Create an HDF5 File in R
Now, let's create a basic H5 file with one group and one dataset in it.
# Create hdf5 file
h5createFile("vegData.h5")
## [1] TRUE
# create a group called aNEONSite within the H5 file
h5createGroup("vegData.h5", "aNEONSite")
## [1] TRUE
# view the structure of the h5 we've created
h5ls("vegData.h5")
## group name otype dclass dim
## 0 / aNEONSite H5I_GROUP
Next, let's create some dummy data to add to our H5 file.
# create some sample, numeric data
a <- rnorm(n=40, m=1, sd=1)
someData <- matrix(a,nrow=20,ncol=2)
Write the sample data to the H5 file.
# add some sample data to the H5 file located in the aNEONSite group
# we'll call the dataset "temperature"
h5write(someData, file = "vegData.h5", name="aNEONSite/temperature")
# let's check out the H5 structure again
h5ls("vegData.h5")
## group name otype dclass dim
## 0 / aNEONSite H5I_GROUP
## 1 /aNEONSite temperature H5I_DATASET FLOAT 20 x 2
View a "dump" of the entire HDF5 file. NOTE: use this command with CAUTION if you are working with larger datasets!
# we can look at everything too
# but be cautious using this command!
h5dump("vegData.h5")
## $aNEONSite
## $aNEONSite$temperature
## [,1] [,2]
## [1,] 0.33155432 2.4054446
## [2,] 1.14305151 1.3329978
## [3,] -0.57253964 0.5915846
## [4,] 2.82950139 0.4669748
## [5,] 0.47549005 1.5871517
## [6,] -0.04144519 1.9470377
## [7,] 0.63300177 1.9532294
## [8,] -0.08666231 0.6942748
## [9,] -0.90739256 3.7809783
## [10,] 1.84223101 1.3364965
## [11,] 2.04727590 1.8736805
## [12,] 0.33825921 3.4941913
## [13,] 1.80738042 0.5766373
## [14,] 1.26130759 2.2307994
## [15,] 0.52882731 1.6021497
## [16,] 1.59861449 0.8514808
## [17,] 1.42037674 1.0989390
## [18,] -0.65366487 2.5783750
## [19,] 1.74865593 1.6069304
## [20,] -0.38986048 -1.9471878
# Close the file. This is good practice.
H5close()
Add Metadata (attributes)
Let's add some metadata (called attributes in HDF5 land) to our dummy temperature data. First, open up the file.
# open the file, create a class
fid <- H5Fopen("vegData.h5")
# open up the dataset to add attributes to, as a class
did <- H5Dopen(fid, "aNEONSite/temperature")

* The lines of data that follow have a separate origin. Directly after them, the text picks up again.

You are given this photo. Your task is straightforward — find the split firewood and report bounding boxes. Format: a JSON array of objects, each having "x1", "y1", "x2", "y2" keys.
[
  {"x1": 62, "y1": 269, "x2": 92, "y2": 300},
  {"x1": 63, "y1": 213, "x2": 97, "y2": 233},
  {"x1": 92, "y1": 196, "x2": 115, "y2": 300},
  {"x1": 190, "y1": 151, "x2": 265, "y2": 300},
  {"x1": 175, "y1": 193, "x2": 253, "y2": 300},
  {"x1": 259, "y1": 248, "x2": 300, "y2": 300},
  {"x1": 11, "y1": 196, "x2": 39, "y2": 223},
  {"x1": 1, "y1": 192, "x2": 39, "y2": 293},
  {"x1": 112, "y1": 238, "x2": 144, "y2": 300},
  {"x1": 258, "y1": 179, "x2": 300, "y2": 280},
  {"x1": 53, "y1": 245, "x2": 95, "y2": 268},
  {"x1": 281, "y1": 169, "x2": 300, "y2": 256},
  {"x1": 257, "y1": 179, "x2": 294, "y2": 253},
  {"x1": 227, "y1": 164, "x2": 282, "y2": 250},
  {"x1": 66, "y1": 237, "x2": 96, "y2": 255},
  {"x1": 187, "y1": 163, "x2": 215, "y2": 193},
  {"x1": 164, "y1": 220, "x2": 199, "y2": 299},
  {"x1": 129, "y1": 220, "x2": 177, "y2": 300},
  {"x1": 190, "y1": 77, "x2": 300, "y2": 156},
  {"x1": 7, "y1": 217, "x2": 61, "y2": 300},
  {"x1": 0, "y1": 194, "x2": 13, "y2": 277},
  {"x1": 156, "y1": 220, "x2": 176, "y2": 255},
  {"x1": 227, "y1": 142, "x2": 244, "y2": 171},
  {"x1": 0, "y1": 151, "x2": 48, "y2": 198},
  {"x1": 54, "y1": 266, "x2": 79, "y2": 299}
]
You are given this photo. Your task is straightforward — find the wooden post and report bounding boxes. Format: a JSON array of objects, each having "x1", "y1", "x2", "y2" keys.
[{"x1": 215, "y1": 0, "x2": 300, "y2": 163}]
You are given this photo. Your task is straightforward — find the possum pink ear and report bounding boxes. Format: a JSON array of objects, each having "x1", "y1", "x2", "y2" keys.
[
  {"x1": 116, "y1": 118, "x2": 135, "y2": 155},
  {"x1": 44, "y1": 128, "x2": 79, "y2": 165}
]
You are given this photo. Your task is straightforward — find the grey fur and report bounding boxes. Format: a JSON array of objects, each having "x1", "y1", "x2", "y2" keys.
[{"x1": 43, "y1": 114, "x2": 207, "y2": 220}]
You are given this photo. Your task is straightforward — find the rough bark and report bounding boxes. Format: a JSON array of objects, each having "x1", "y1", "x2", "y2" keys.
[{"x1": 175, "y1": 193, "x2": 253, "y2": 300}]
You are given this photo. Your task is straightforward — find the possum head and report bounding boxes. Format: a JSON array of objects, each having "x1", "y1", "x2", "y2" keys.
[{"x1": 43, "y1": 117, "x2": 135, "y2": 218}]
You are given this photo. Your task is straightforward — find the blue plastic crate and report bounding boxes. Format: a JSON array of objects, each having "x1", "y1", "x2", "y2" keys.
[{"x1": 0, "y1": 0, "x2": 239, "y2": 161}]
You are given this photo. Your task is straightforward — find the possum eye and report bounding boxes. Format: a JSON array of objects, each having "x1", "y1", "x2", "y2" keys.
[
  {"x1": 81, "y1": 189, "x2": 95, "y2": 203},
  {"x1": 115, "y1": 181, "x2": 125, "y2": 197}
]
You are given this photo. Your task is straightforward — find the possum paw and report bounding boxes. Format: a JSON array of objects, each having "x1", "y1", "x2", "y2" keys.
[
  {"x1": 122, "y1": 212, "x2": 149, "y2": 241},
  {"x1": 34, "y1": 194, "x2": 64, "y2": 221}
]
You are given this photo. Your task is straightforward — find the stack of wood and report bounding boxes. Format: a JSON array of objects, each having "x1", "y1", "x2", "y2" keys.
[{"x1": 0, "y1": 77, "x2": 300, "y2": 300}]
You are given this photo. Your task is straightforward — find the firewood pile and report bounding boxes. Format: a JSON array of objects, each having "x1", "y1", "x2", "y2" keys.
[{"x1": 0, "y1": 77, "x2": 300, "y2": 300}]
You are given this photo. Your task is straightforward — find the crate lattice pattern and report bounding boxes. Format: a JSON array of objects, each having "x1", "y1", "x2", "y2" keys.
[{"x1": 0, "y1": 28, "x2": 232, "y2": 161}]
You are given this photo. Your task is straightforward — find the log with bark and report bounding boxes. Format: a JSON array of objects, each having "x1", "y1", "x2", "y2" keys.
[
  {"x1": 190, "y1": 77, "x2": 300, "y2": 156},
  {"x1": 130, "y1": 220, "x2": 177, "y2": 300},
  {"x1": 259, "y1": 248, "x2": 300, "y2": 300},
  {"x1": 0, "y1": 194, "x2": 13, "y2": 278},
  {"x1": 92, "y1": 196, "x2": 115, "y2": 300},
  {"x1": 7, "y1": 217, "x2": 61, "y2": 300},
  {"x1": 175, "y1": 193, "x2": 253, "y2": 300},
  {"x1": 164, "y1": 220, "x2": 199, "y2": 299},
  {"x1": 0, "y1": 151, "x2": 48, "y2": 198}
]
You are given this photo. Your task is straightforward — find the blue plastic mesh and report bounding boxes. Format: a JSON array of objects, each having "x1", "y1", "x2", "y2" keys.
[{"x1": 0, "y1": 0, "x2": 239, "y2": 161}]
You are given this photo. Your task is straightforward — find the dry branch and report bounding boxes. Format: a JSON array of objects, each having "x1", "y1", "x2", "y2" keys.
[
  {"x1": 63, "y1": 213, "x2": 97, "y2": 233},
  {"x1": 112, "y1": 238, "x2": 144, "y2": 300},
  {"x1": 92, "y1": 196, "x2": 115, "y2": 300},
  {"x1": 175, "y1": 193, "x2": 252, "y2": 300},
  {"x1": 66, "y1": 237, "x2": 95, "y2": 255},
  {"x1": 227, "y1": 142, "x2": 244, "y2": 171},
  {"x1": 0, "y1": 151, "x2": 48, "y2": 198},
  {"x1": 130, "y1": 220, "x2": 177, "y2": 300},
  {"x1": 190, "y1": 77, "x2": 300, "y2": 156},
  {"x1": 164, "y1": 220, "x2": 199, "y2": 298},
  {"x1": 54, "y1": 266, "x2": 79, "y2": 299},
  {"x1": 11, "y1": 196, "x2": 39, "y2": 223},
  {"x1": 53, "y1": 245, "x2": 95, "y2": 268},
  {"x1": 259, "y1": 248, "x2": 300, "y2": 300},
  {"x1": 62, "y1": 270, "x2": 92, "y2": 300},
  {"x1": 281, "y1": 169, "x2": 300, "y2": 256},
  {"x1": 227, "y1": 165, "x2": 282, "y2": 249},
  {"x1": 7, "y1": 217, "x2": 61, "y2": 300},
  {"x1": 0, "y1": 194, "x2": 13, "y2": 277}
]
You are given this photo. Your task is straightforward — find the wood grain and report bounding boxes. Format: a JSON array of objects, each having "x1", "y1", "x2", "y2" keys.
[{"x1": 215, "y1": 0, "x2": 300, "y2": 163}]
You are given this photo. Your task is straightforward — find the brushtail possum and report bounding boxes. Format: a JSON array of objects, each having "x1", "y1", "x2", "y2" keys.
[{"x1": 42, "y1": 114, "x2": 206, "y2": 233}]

# Provide the NAME and the ATTR (what the attribute says) for the attribute.
h5writeAttribute(did, attr="Here is a description of the data",
name="Description")
h5writeAttribute(did, attr="Meters",
name="Units")
Now we can add some attributes to the file.
# let's add some attributes to the group
did2 <- H5Gopen(fid, "aNEONSite/")
h5writeAttribute(did2, attr="San Joaquin Experimental Range",
name="SiteName")
h5writeAttribute(did2, attr="Southern California",
name="Location")
# close the files, groups and the dataset when you're done writing to them!
H5Dclose(did)
H5Gclose(did2)
H5Fclose(fid)
Working with an HDF5 File in R
Now that we've created our H5 file, let's use it! First, let's have a look at the attributes of the dataset and group in the file.

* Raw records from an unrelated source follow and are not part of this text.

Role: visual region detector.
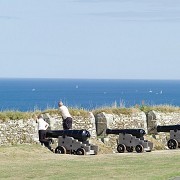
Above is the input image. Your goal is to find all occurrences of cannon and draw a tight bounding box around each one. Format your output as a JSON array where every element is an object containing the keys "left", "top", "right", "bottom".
[
  {"left": 157, "top": 125, "right": 180, "bottom": 149},
  {"left": 46, "top": 129, "right": 98, "bottom": 155},
  {"left": 106, "top": 129, "right": 153, "bottom": 153}
]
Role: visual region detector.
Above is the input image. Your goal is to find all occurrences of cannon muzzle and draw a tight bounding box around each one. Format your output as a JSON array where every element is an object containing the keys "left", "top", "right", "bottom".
[
  {"left": 46, "top": 129, "right": 90, "bottom": 142},
  {"left": 106, "top": 129, "right": 146, "bottom": 138},
  {"left": 157, "top": 125, "right": 180, "bottom": 132}
]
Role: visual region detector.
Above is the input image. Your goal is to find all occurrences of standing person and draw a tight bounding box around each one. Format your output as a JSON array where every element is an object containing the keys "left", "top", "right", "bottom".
[
  {"left": 58, "top": 101, "right": 72, "bottom": 130},
  {"left": 36, "top": 114, "right": 53, "bottom": 151}
]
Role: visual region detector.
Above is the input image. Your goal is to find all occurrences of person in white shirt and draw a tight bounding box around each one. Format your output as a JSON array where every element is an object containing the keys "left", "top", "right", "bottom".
[
  {"left": 58, "top": 101, "right": 72, "bottom": 130},
  {"left": 36, "top": 114, "right": 54, "bottom": 151}
]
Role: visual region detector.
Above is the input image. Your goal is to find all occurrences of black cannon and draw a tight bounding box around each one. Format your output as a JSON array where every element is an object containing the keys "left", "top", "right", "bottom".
[
  {"left": 46, "top": 129, "right": 98, "bottom": 155},
  {"left": 157, "top": 124, "right": 180, "bottom": 132},
  {"left": 106, "top": 129, "right": 153, "bottom": 153},
  {"left": 46, "top": 129, "right": 90, "bottom": 142},
  {"left": 106, "top": 129, "right": 146, "bottom": 140},
  {"left": 157, "top": 124, "right": 180, "bottom": 149}
]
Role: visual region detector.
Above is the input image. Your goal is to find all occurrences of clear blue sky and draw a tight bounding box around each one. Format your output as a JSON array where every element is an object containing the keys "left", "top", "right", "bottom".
[{"left": 0, "top": 0, "right": 180, "bottom": 79}]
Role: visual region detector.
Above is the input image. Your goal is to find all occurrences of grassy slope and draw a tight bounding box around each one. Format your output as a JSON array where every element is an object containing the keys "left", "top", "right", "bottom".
[{"left": 0, "top": 145, "right": 180, "bottom": 180}]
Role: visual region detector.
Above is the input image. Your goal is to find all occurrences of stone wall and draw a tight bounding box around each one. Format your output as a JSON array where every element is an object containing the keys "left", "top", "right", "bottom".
[{"left": 0, "top": 111, "right": 180, "bottom": 148}]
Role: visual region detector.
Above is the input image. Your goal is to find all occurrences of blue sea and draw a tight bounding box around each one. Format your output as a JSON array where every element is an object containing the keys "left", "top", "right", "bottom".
[{"left": 0, "top": 78, "right": 180, "bottom": 112}]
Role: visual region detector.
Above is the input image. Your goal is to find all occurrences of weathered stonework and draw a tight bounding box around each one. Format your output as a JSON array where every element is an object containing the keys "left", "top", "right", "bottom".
[{"left": 0, "top": 111, "right": 180, "bottom": 149}]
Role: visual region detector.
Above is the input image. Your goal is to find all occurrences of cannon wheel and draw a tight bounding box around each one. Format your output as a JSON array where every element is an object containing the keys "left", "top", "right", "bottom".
[
  {"left": 126, "top": 146, "right": 133, "bottom": 152},
  {"left": 135, "top": 144, "right": 144, "bottom": 153},
  {"left": 117, "top": 144, "right": 126, "bottom": 153},
  {"left": 55, "top": 146, "right": 66, "bottom": 154},
  {"left": 167, "top": 139, "right": 178, "bottom": 149},
  {"left": 76, "top": 148, "right": 86, "bottom": 155}
]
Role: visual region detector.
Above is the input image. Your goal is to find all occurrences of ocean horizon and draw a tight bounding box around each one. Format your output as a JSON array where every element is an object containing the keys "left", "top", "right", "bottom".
[{"left": 0, "top": 78, "right": 180, "bottom": 111}]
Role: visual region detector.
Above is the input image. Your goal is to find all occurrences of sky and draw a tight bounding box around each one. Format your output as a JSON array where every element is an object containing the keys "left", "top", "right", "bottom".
[{"left": 0, "top": 0, "right": 180, "bottom": 80}]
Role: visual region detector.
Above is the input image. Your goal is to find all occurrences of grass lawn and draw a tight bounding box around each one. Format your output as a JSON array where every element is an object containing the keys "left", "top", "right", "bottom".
[{"left": 0, "top": 145, "right": 180, "bottom": 180}]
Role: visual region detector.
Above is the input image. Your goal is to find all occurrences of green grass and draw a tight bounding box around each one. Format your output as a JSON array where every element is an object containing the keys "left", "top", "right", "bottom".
[{"left": 0, "top": 145, "right": 180, "bottom": 180}]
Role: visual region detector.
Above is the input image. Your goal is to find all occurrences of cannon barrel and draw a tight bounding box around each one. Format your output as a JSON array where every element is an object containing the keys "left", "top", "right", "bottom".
[
  {"left": 157, "top": 125, "right": 180, "bottom": 132},
  {"left": 46, "top": 129, "right": 90, "bottom": 142},
  {"left": 106, "top": 129, "right": 146, "bottom": 138}
]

# look at the attributes of the precip_data dataset
h5readAttributes(file = "vegData.h5",
name = "aNEONSite/temperature")
## $Description
## [1] "Here is a description of the data"
##
## $Units
## [1] "Meters"
# look at the attributes of the aNEONsite group
h5readAttributes(file = "vegData.h5",
name = "aNEONSite")
## $Location
## [1] "Southern California"
##
## $SiteName
## [1] "San Joaquin Experimental Range"
# let's grab some data from the H5 file
testSubset <- h5read(file = "vegData.h5",
name = "aNEONSite/temperature")
testSubset2 <- h5read(file = "vegData.h5",
name = "aNEONSite/temperature",
index=list(NULL,1))
H5close()
Once we've extracted data from our H5 file, we can work with it in R.
# create a quick plot of the data
hist(testSubset2)
Time to practice the skills you've learned. Open up the D17_2013_SJER_vegStr.csv in R.
- Create a new HDF5 file called
vegStructure
. - Add a group in your HDF5 file called
SJER
. - Add the veg structure data to that folder.
- Add some attributes the SJER group and to the data.
- Now, repeat the above with the D17_2013_SOAP_vegStr csv.
- Name your second group SOAP
Hint: read.csv()
is a good way to read in .csv files.